It is OK to be disappointed that we swung and missed on highly-rated prospects like Dickerson, Townley, Mahlmann, Sullivan, etc. this year. It would be great to keep the top prospects at home, and grab a possible game-changer like Dickerson (if he gains 20 lbs.), but it can be hard when lots of kids want to go away to school and there weren't on-campus visits this year. That disappointment, however, doesn't mean, at least to me, that 2021 was a disappointing class. Not at all. Our 18 HS commits have an average ranking of 87.09, with four 4* players and many high 3*s. We could have had a meaningfully higher ranking if we took 24 or 25 HS commits. But we took five transfers instead (who don't count in the class ranking). The transfers include two other HS 4*s and two other proven starters. What's not to like???

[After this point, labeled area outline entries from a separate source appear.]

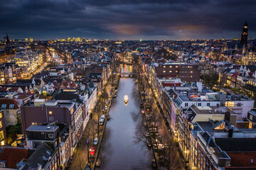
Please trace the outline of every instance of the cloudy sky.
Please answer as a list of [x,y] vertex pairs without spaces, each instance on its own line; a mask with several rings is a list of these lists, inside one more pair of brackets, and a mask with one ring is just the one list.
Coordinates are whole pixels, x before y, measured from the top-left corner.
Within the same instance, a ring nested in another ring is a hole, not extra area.
[[0,0],[0,39],[233,38],[245,21],[256,38],[255,0]]

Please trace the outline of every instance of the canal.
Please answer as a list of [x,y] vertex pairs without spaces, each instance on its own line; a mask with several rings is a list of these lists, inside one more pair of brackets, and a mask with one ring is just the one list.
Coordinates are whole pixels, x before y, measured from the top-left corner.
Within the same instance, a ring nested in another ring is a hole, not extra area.
[[[124,65],[122,72],[132,72],[132,67]],[[129,96],[127,104],[124,103],[124,95]],[[143,119],[140,103],[134,79],[120,78],[100,151],[102,164],[97,169],[151,169],[152,151],[136,137]]]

Our 2020 class averaged 85.80, and ranked marginally lower than 2021 even though it had 24 HS commits (not just 18). The 2019 class averaged 85.79 with 21 HS commits and 3 transfers (including MDT and St. Juste). Our 2018 class averaged 86.22 with 25 HS commits (no transfers). Our 2017 class, Fleck's transition class, averaged 83.24 with 25 HS commits (no transfers). On the numbers alone, and especially after giving credit to the five uncounted transfers, it appears that 2021 is far and away Fleck's best class on paper. It blows away every previous Fleck class. Could 2021 have been even better if every card fell into place? Sure. But that shouldn't detract from how good the 2021 class, including transfers, actually appears to be. As Fleck reaches higher up the recruiting food chain, he's going to have some disappointing public losses--but he's also having a number of real wins we haven't seen much of in the past.

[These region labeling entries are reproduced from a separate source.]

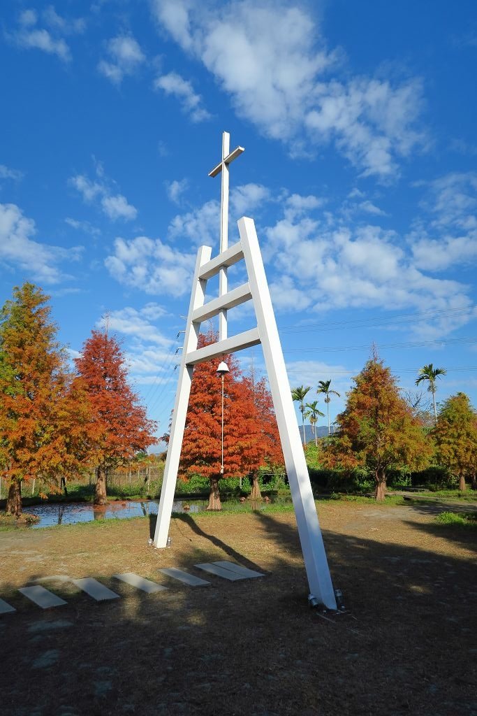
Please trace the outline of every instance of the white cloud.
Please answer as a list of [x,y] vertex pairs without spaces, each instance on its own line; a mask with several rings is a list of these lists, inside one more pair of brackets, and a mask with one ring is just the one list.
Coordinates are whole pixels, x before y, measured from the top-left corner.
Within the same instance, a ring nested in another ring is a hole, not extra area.
[[122,194],[104,196],[101,200],[101,205],[107,216],[113,221],[124,219],[125,221],[130,221],[132,219],[135,219],[137,216],[136,207],[128,203],[127,199]]
[[177,214],[169,225],[172,238],[188,241],[191,246],[215,246],[219,242],[220,205],[215,199],[198,209]]
[[39,25],[36,10],[24,10],[19,16],[19,27],[7,37],[19,47],[40,49],[48,54],[56,54],[64,62],[72,59],[69,47],[63,36],[83,32],[86,24],[82,18],[68,20],[59,15],[52,5],[42,13],[46,29]]
[[19,18],[19,22],[24,27],[31,27],[31,25],[36,25],[38,15],[35,10],[24,10],[23,12],[20,13]]
[[19,181],[23,178],[23,172],[17,169],[9,169],[4,164],[0,164],[0,180],[2,179],[12,179],[14,181]]
[[104,263],[119,283],[150,295],[183,296],[190,290],[195,255],[184,253],[160,239],[118,238]]
[[132,75],[146,57],[137,41],[131,35],[118,35],[107,42],[108,60],[102,59],[98,70],[114,84],[120,84],[124,76]]
[[162,90],[168,96],[179,100],[182,111],[190,116],[192,122],[203,122],[210,115],[202,106],[202,98],[197,95],[188,79],[185,79],[177,72],[169,72],[157,77],[154,82],[154,90]]
[[77,174],[70,177],[69,183],[79,192],[87,203],[97,200],[103,213],[112,221],[123,219],[124,221],[130,221],[135,219],[137,209],[129,204],[122,194],[114,193],[111,185],[114,183],[104,176],[101,164],[97,165],[96,173],[99,181],[93,181],[84,174]]
[[250,214],[262,204],[271,200],[270,190],[262,184],[242,184],[230,191],[232,221],[237,221]]
[[[155,303],[147,304],[142,309],[139,309],[127,306],[119,311],[112,311],[108,314],[108,329],[135,339],[139,344],[149,343],[169,347],[174,342],[169,338],[166,338],[151,323],[151,321],[157,320],[166,314],[165,309]],[[103,327],[104,324],[104,319],[101,319],[97,321],[97,326]]]
[[[154,16],[199,59],[237,115],[293,153],[333,142],[365,175],[391,181],[398,161],[425,141],[416,129],[423,105],[418,79],[392,84],[343,73],[311,15],[297,5],[262,0],[193,4],[154,0]],[[174,73],[171,73],[174,74]]]
[[443,271],[477,258],[477,173],[451,173],[432,182],[423,205],[426,222],[416,222],[408,236],[415,266]]
[[67,216],[64,222],[72,228],[77,229],[79,231],[84,231],[84,233],[89,233],[92,236],[101,236],[101,230],[96,226],[93,226],[89,221],[79,221],[77,219],[73,219]]
[[385,216],[386,213],[383,211],[383,209],[380,209],[378,206],[373,204],[372,201],[366,200],[365,201],[361,201],[358,205],[358,209],[361,211],[364,211],[367,214],[373,214],[375,216]]
[[[229,241],[231,243],[238,241],[237,221],[245,214],[252,214],[270,200],[270,190],[261,184],[242,184],[230,191]],[[220,221],[220,203],[212,199],[197,209],[174,216],[169,225],[169,236],[185,238],[192,246],[215,246],[219,243]]]
[[86,29],[86,21],[82,17],[67,19],[59,15],[53,5],[49,5],[42,13],[43,19],[49,27],[65,35],[80,34]]
[[32,238],[36,233],[35,222],[16,204],[0,204],[0,261],[45,284],[69,278],[62,274],[59,264],[77,260],[81,247],[67,249],[40,243]]
[[[265,229],[263,247],[270,289],[279,311],[324,312],[334,308],[432,311],[468,305],[468,287],[441,280],[416,266],[409,247],[395,232],[353,226],[336,217],[285,218]],[[427,339],[442,337],[468,316],[423,320],[413,331]]]
[[174,179],[174,181],[166,183],[166,190],[167,196],[174,204],[180,203],[181,195],[187,188],[189,182],[187,179],[181,179],[179,181]]
[[26,49],[41,49],[48,54],[56,54],[64,62],[71,59],[69,47],[64,39],[55,39],[48,30],[21,30],[15,34],[15,39],[20,47]]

Finally, as has been hashed out on this page before, the bedrock foundation of a team like the Gophers, and even some true impact players, come from the ranks of players who are not as highly rated out of HS but have great development potential (which some coaches, like Fleck, have a knack for identifying). Our "low-rated" 2017 transition class (83.24 average) did manage to produce Andries, CAB, Paulson, JMS, Mo!, Tanner, Mafe and Otomewo--who have given the Gophers a lot of quality starts and wins. I'll gladly take the top-rated kids we can get who truly want to play for the Gophers, over higher-rated ones who for a variety of reasons clearly don't want to play here. So, granted, 2021 isn't the kind of class that is going to turn us into like a top-tier B1G team from a "recruiting numbers" standpoint, but it actually is a big advancement over what we have been producing in recruitment. College football is tough. The Gophers aren't in a position to suddenly leapfrog over 20 teams in recruiting. Our gains are likely to be steady and incremental. It's a process.